Patrick Carney's drums, on the other hand, came through thin and slappy, depriving the band of the thunderous kick drum its careful tempos require. And the contributions from the other two musicians at the beginning and end of the show (on bass, keys, and guitar at various points) were often difficult to discern -- most everything was buried under the moan and croak of Auerbach's wailing. The best moments came when he stopped playing.
Maybe it was the arena? Maybe it was just our particular location? But, strangely, the Black Keys sounded far better on the big stage at Outside Lands last year. You'd think it would be easier to get clear live sound inside a cement box than on a windswept field during a busy festival.
The sound, however, wasn't the only problem. Giving a concert inside an arena, the Black Keys tried to play like arena rockers, emphasizing the most rockstar parts of their songs: The solos, the leads, the quick tempos. As a result, all the subtlety -- the one thing the Black Keys do better than any of their peers -- got left behind. As if inspired by the setting, the band rendered tunes like "Thickfreakness" and "Girl Is On My Mind" with 20,000-capacity pomp and very little feel. And the loudness of the guitar just made things worse.
Some new songs, like "Gold on the Ceiling" and "Lonely Boy," didn't suffer as much -- since they're bluesy butt-rock to begin with, they just came through more butt-rockish. And despite the troubles, the Keys pulled out a decent performance of "Sister" and "Nova Baby," possibly because they're some of the more restrained numbers on the band's latest album. (But why, of all the songs off El Camino, would the band choose to perform the total throwaway "Money Maker"?)

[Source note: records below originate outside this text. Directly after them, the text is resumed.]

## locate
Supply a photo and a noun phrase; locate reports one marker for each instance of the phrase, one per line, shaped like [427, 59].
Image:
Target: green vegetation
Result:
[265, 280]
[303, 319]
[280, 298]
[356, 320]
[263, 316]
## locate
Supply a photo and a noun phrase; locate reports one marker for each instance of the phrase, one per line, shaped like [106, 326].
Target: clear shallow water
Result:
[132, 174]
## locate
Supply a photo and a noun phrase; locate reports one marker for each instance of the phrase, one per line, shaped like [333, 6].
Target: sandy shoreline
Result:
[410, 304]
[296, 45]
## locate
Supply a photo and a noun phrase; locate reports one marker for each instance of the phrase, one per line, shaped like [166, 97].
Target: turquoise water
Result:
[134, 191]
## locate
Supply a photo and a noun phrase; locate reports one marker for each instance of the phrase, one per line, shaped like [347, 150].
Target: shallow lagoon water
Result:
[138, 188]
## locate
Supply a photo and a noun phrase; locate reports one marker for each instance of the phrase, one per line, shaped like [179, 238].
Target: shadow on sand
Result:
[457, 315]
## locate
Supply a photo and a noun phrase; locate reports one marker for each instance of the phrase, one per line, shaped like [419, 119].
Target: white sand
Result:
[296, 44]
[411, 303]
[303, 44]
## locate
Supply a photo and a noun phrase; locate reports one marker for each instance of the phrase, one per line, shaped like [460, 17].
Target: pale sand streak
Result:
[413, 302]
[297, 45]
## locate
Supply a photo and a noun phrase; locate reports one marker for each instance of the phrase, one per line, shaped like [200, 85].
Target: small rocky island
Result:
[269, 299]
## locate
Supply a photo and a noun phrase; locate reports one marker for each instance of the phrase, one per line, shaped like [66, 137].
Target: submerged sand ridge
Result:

Carney and Auerbach certainly tried hard onstage: they played a lot of notes, and played them hard and loud, and Auerbach ran around energetically like proper arena-filling rock frontman does. But, whether it was the setting, the sound, or just an off night, Friday's show didn't exhibit much of what's good about the Black Keys.
Critic's Notebook
Personal bias: I'm a fan, and I've seen them live half a dozen times. That 2010 show at the Fox Oakland was fine but not great; Outside Lands was very good for the half the set I saw; and Friday was the worst I've ever heard the Black Keys sound.